While her shows are pretty consistent in style, it’s obvious that either Badu is on the comeback from heartache, she’s still enjoying the pleasures of herbal remedies or she just really doesn’t care. It could be all of the above but it really seems like she’s found a way to free herself from the demands of public perception and expectations. There’s a life lesson there, we’ll get back to it.
She started the show with my current favorite song, Out My Mind Just in Time and for the entire performance of that song I thought I was her backup singer. Then she went into Me, a song where she often enjoys displaying her favorite finger at the thought of the media exploiting her journey and testimony.

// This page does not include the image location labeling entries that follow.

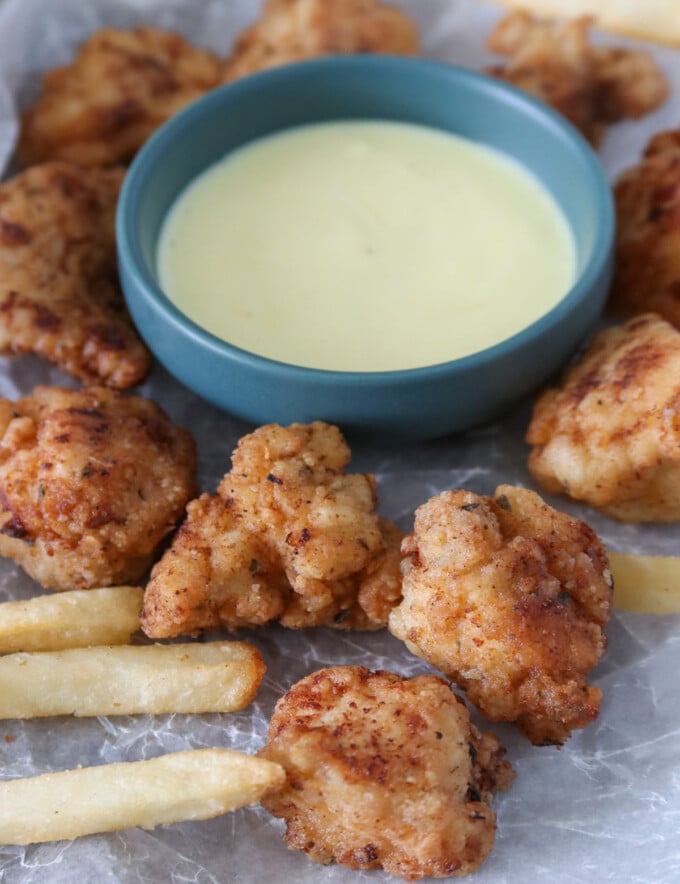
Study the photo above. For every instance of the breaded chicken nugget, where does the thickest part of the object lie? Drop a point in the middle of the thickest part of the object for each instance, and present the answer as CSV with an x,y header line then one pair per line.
x,y
90,483
295,30
592,86
384,772
59,292
610,434
508,598
647,266
288,536
122,85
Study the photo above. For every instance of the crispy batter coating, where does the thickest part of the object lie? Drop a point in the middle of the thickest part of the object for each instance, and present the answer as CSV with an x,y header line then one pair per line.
x,y
509,598
90,483
647,266
59,292
122,85
295,30
610,434
384,772
592,86
289,536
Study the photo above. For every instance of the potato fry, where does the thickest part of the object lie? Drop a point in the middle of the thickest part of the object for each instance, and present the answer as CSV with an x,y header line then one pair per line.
x,y
127,680
194,785
655,20
73,619
646,584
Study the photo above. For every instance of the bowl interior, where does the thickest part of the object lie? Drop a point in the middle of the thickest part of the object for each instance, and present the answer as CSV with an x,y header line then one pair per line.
x,y
415,91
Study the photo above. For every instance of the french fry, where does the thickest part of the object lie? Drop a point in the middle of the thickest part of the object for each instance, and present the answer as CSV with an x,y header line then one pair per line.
x,y
646,584
74,619
194,785
655,20
126,680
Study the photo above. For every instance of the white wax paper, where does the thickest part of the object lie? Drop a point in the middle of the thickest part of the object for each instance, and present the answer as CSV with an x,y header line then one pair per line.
x,y
606,807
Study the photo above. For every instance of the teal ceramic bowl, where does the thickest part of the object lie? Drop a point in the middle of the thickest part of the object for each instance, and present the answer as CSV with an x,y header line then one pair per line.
x,y
415,403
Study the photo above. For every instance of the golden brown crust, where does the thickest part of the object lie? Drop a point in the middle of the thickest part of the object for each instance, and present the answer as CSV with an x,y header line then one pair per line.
x,y
289,536
384,772
592,86
295,30
121,86
90,483
509,598
59,292
610,434
647,265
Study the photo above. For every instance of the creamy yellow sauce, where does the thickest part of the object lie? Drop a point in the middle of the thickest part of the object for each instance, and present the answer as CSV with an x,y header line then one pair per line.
x,y
365,246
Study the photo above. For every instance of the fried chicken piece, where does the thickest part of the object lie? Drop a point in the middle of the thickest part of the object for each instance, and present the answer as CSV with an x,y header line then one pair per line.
x,y
509,598
647,265
295,30
592,86
59,293
384,772
90,483
610,434
289,536
121,86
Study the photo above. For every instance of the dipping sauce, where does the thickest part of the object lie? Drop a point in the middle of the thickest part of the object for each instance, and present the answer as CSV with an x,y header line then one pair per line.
x,y
365,246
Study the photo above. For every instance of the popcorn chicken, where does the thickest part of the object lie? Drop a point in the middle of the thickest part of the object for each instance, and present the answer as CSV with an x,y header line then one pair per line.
x,y
90,483
289,536
610,434
295,30
509,598
384,772
647,266
122,85
592,86
59,292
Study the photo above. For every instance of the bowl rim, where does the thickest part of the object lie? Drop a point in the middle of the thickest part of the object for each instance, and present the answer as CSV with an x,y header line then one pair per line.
x,y
130,256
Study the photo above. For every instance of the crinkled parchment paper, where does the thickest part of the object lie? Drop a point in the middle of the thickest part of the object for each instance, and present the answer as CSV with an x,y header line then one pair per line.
x,y
604,808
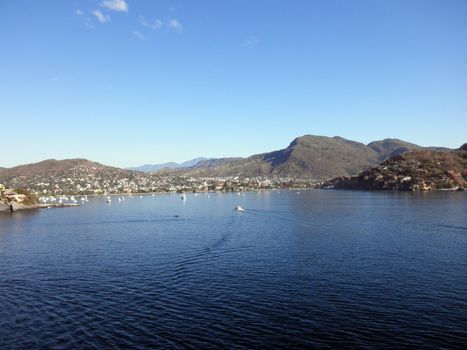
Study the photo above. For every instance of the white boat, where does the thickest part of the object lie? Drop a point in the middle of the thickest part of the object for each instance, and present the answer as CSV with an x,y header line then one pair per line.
x,y
239,208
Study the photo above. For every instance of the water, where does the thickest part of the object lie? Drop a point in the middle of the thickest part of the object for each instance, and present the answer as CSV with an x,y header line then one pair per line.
x,y
317,269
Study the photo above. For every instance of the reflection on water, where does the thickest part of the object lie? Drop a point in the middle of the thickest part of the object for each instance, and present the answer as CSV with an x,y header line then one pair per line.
x,y
295,270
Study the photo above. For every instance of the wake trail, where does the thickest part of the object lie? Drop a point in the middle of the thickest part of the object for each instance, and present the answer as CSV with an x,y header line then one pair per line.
x,y
265,213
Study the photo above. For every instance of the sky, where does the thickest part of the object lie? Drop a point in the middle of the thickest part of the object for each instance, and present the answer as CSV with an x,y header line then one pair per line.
x,y
131,82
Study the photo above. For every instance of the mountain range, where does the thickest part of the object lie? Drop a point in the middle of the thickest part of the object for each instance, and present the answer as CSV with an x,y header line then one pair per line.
x,y
306,157
151,168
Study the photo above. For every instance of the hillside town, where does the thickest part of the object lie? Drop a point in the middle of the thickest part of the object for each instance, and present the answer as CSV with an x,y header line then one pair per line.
x,y
137,182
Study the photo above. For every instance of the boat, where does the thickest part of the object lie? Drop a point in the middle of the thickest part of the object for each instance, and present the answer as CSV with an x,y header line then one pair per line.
x,y
239,208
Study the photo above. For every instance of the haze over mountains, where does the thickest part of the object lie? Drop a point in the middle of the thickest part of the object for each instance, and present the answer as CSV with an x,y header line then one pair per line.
x,y
151,168
306,157
309,156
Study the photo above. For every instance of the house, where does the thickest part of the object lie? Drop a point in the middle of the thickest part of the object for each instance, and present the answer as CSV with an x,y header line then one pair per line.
x,y
11,196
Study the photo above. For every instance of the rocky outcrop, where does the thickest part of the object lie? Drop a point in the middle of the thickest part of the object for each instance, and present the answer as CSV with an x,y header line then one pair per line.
x,y
412,171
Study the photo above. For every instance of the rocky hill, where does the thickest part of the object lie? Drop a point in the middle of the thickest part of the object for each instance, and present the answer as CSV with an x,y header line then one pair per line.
x,y
149,168
421,170
307,157
72,176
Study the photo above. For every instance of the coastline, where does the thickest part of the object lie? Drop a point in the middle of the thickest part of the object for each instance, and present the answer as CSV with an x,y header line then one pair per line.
x,y
5,208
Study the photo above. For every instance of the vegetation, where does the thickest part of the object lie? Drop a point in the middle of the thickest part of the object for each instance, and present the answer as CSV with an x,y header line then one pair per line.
x,y
412,171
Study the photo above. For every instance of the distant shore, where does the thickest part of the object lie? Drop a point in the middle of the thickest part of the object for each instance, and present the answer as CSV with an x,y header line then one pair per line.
x,y
19,206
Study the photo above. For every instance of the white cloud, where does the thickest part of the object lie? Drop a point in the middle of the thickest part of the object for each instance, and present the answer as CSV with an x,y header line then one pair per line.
x,y
138,35
115,5
175,25
154,25
100,16
251,41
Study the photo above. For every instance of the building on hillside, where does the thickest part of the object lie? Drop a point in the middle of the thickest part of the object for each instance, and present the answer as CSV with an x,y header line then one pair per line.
x,y
11,196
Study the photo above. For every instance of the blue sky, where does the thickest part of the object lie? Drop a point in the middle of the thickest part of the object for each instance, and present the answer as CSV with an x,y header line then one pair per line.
x,y
133,82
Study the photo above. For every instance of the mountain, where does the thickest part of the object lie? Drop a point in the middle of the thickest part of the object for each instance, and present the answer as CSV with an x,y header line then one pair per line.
x,y
73,176
309,156
50,166
388,148
150,168
420,170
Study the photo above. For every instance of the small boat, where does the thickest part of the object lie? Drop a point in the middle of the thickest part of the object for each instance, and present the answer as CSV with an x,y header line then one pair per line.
x,y
239,208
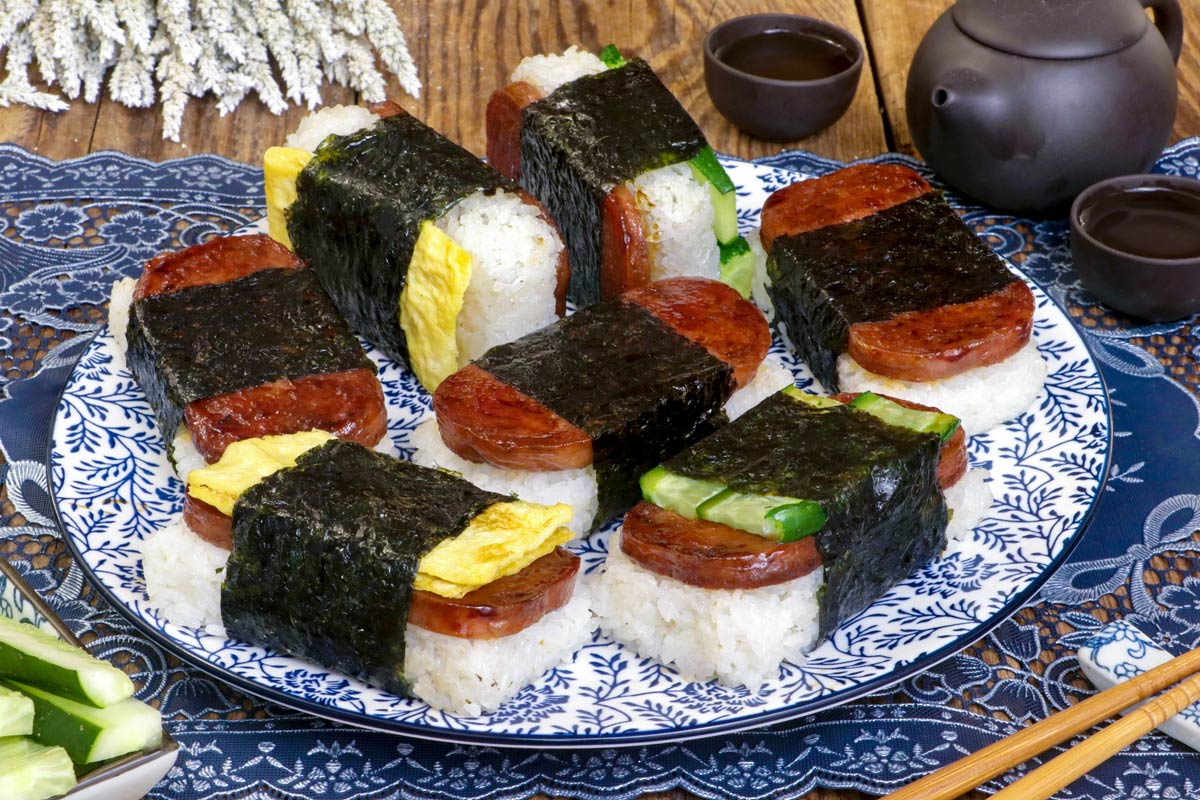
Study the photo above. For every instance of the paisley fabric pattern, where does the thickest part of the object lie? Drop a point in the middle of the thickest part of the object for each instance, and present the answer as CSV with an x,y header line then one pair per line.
x,y
1133,563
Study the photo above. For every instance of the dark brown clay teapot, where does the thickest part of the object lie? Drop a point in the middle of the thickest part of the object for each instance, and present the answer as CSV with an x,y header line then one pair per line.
x,y
1024,103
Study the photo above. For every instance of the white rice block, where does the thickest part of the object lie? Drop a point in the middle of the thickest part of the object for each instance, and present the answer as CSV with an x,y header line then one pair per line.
x,y
514,270
759,278
739,637
186,456
575,487
340,120
677,217
982,397
472,677
184,575
119,305
771,377
969,501
467,677
549,72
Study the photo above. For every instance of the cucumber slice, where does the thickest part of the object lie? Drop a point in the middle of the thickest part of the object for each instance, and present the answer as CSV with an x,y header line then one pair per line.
x,y
808,398
798,519
737,265
725,214
90,734
676,492
709,168
36,657
34,771
612,56
16,714
781,518
943,425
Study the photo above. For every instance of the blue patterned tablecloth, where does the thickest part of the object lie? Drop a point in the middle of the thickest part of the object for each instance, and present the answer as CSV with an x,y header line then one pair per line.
x,y
69,228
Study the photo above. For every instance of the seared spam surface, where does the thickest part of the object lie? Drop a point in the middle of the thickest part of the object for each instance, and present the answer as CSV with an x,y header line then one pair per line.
x,y
876,482
591,136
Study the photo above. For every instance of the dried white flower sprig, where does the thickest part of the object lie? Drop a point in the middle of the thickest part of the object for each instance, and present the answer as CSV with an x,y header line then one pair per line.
x,y
171,50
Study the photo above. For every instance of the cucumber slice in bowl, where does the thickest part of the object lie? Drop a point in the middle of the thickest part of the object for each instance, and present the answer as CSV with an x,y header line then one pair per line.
x,y
40,659
90,734
16,715
34,771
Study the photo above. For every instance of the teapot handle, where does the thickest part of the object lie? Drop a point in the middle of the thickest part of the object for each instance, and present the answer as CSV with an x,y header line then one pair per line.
x,y
1169,22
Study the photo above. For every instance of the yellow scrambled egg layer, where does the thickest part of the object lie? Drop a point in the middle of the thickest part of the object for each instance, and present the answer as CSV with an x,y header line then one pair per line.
x,y
502,540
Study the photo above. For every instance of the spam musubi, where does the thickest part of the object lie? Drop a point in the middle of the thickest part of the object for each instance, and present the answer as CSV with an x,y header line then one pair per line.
x,y
580,409
429,252
756,542
235,338
880,286
408,578
622,168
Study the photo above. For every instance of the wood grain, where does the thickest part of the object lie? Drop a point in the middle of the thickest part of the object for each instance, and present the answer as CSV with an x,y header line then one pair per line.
x,y
491,37
895,29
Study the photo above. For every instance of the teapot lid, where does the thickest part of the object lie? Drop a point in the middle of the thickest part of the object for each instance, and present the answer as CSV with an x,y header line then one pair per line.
x,y
1053,29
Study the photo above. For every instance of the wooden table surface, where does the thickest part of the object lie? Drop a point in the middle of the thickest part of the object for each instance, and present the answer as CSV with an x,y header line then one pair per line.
x,y
466,48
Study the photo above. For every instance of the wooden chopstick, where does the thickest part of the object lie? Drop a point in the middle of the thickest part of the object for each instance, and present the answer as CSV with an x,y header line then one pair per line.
x,y
1096,750
966,774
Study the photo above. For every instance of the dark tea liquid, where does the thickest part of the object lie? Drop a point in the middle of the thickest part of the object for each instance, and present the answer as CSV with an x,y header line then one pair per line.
x,y
1149,222
786,55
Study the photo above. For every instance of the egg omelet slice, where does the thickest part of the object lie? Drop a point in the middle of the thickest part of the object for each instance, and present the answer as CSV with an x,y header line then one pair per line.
x,y
430,304
281,167
245,463
499,541
502,540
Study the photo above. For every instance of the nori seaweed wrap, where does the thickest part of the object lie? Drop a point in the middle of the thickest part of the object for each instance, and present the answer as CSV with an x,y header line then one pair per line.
x,y
213,340
876,483
325,553
359,208
636,388
580,148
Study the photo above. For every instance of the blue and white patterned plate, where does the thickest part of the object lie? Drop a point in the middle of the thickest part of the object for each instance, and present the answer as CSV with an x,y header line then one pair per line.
x,y
113,487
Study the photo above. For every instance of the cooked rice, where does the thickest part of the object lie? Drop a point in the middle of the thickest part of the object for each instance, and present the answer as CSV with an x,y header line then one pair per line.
x,y
969,501
739,637
759,278
119,305
677,217
469,677
575,487
771,377
982,397
514,270
550,71
340,120
184,576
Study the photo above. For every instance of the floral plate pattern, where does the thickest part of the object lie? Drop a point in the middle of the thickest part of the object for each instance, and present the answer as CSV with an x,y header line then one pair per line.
x,y
113,487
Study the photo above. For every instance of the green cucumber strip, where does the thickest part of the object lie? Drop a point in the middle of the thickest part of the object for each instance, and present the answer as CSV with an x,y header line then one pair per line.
x,y
725,214
737,265
16,714
943,425
798,519
612,56
90,734
706,163
34,771
809,398
36,657
781,518
676,492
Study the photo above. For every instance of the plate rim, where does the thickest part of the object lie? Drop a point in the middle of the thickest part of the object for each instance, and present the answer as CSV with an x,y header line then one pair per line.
x,y
591,741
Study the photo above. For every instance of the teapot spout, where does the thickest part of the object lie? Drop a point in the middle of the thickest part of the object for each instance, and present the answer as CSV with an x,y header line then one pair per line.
x,y
967,103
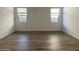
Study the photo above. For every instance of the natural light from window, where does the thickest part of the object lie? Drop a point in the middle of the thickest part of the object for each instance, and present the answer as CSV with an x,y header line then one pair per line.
x,y
22,15
55,14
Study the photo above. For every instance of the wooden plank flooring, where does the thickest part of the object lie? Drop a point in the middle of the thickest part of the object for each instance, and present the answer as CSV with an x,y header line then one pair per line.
x,y
39,41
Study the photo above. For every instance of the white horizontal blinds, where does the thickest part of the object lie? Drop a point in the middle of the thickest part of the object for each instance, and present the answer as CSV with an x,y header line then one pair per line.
x,y
22,14
54,14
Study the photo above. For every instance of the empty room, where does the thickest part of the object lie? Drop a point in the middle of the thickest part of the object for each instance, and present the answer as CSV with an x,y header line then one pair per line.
x,y
39,29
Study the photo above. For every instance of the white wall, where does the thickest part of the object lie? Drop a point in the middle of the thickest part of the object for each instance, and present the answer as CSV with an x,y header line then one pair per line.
x,y
6,21
71,21
38,20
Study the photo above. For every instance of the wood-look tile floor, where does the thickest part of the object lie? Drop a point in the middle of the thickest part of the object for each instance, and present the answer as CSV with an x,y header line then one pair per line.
x,y
39,41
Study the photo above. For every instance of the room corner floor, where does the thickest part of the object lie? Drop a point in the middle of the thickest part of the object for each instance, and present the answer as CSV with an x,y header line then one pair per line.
x,y
39,41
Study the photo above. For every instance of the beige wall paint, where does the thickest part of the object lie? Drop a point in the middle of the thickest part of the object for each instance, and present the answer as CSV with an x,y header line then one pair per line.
x,y
71,21
38,20
6,21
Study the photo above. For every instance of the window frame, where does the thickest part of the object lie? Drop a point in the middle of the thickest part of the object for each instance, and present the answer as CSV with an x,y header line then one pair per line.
x,y
54,14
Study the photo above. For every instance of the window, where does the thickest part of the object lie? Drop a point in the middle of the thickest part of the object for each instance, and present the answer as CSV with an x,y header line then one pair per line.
x,y
54,14
22,14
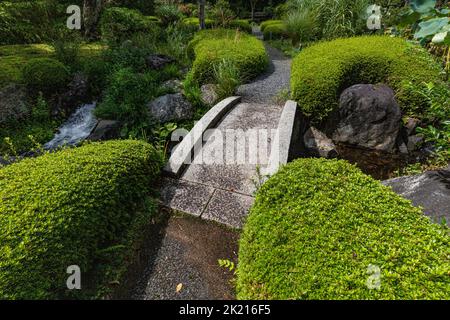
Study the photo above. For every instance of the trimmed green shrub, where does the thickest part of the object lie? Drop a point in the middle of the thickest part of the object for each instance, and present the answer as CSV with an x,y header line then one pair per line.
x,y
240,24
119,24
267,23
66,208
213,46
275,31
321,72
45,74
194,23
317,229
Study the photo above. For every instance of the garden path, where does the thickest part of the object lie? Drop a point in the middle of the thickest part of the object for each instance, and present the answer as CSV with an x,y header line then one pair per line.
x,y
223,189
185,263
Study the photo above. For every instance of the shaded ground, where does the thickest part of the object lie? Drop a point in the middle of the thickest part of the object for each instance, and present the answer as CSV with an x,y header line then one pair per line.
x,y
267,86
184,252
429,190
187,254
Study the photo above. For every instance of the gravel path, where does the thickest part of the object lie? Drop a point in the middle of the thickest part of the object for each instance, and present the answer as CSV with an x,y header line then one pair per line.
x,y
184,264
268,85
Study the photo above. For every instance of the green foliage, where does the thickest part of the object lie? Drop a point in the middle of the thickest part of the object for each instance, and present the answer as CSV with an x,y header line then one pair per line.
x,y
302,26
334,18
321,72
126,97
240,24
267,23
428,22
28,21
227,79
275,31
169,13
437,118
65,208
14,57
45,75
119,24
213,46
318,225
221,13
194,23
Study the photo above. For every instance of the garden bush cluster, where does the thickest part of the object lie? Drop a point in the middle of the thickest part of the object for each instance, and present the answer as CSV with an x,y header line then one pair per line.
x,y
317,226
321,72
63,208
210,47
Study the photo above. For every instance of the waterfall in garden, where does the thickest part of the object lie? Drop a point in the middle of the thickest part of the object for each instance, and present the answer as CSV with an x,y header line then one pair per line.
x,y
77,128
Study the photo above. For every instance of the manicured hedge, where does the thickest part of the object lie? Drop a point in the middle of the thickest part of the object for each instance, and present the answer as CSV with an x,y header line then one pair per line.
x,y
241,24
267,23
63,208
318,224
275,31
118,24
321,72
45,74
213,46
194,23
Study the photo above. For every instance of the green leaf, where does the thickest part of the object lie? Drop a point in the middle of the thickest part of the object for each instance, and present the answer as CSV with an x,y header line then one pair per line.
x,y
423,6
431,27
441,38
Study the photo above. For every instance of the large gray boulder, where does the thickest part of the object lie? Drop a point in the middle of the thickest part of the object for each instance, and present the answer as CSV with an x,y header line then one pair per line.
x,y
208,94
13,103
368,117
429,190
171,107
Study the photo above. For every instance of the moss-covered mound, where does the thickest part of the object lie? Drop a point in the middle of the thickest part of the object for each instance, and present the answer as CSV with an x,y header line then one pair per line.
x,y
211,47
321,72
64,209
320,229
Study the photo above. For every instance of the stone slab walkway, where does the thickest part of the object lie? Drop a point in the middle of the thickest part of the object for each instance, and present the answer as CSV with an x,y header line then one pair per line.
x,y
220,183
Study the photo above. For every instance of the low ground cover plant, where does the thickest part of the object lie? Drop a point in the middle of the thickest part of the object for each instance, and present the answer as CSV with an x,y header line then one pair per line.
x,y
211,47
321,72
321,229
65,208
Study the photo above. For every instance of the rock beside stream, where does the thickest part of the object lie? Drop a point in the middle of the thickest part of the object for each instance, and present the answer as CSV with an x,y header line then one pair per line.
x,y
429,190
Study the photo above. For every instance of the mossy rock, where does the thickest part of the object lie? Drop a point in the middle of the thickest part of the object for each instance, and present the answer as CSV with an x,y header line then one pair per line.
x,y
321,229
211,47
321,72
66,208
45,75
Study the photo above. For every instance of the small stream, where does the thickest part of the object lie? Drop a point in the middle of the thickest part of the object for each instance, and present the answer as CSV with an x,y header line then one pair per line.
x,y
77,128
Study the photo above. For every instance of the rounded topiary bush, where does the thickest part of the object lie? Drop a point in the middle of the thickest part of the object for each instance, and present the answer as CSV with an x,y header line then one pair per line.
x,y
266,23
319,229
45,74
275,31
321,72
118,24
241,24
211,47
63,208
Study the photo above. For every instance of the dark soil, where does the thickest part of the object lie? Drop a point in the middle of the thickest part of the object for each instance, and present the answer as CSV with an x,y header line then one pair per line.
x,y
183,250
379,165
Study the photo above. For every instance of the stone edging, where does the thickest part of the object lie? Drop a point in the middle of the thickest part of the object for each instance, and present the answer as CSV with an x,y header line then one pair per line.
x,y
284,140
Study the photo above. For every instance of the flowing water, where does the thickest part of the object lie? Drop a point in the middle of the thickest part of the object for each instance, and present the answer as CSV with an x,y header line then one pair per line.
x,y
77,128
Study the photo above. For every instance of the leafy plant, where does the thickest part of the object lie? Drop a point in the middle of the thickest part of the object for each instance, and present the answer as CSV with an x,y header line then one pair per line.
x,y
317,225
64,208
227,78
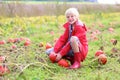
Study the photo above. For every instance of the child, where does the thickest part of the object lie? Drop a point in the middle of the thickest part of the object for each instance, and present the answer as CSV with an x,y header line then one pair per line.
x,y
73,44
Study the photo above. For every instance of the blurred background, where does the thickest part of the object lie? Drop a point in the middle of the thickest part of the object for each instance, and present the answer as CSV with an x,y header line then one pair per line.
x,y
26,8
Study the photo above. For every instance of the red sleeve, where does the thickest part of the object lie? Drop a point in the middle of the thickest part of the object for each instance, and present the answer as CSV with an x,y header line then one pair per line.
x,y
80,31
61,41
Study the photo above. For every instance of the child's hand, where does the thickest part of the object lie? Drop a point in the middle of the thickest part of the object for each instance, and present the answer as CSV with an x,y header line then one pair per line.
x,y
58,57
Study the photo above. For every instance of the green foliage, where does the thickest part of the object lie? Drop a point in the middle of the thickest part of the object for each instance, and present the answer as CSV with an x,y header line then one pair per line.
x,y
31,62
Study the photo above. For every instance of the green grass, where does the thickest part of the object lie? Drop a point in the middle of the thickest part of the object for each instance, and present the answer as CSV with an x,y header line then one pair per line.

She shocked much of the crowd when she later dropped her black trench-coat and hat for a peach colored spring flowing dress. (Is Badu going back to her Mama’s Gotta Gun days?) She even accompanied the dress with a few moves that verified that Badu was indeed… a woman.
Watching Ms. Badu perform made me think of one thing, what if more people could be that free?
What if our flaws, shortcomings, dysfunctional attributes were appreciated more than critiqued and criticized? Who or what would we have to hide from then? Only our belief in a higher power and a higher value of ourselves—right?
Would there be less stress and pressure to measure up to something often unrealistic?
Badu has had three children by three different men. Is she supposed to hide that and be ashamed? Or take it as life and the lessons she’s learned. It may not even be, by her standards, wrong. So who are we or rather, society, to suggest it is?
Who is perfect? Who can really throw the first stone?
Unfortunately, we have been trained and conditioned to live in a box and we’ve been given examples and guidelines of what’s right and wrong. We drive ourselves crazy trying to fit that mold knowing that some of who we really are spiels over and we’re stuck trying to put a spanx on the bodies of our story.
I know that many of us have careers that are black and white. Politicians and preachers often have to pretend and so do a lot of people like me and you. Whether you’re doing it for your family, community, position, name…I’m sure a part of you wishes you could sip some of Badu’s tea and dance to the grooves of your own truths.
Other people may not appreaciate it, but I rather enjoy the backend often neglected stories that ultimately make people who they are. And I rather think its usually an intriguing and beautiful person behind all of the make-up and black trench-coats that we wear.
But who am I? I’m just a fan who may have been sprinkled with Badu’s fairy dust. Pray for my return.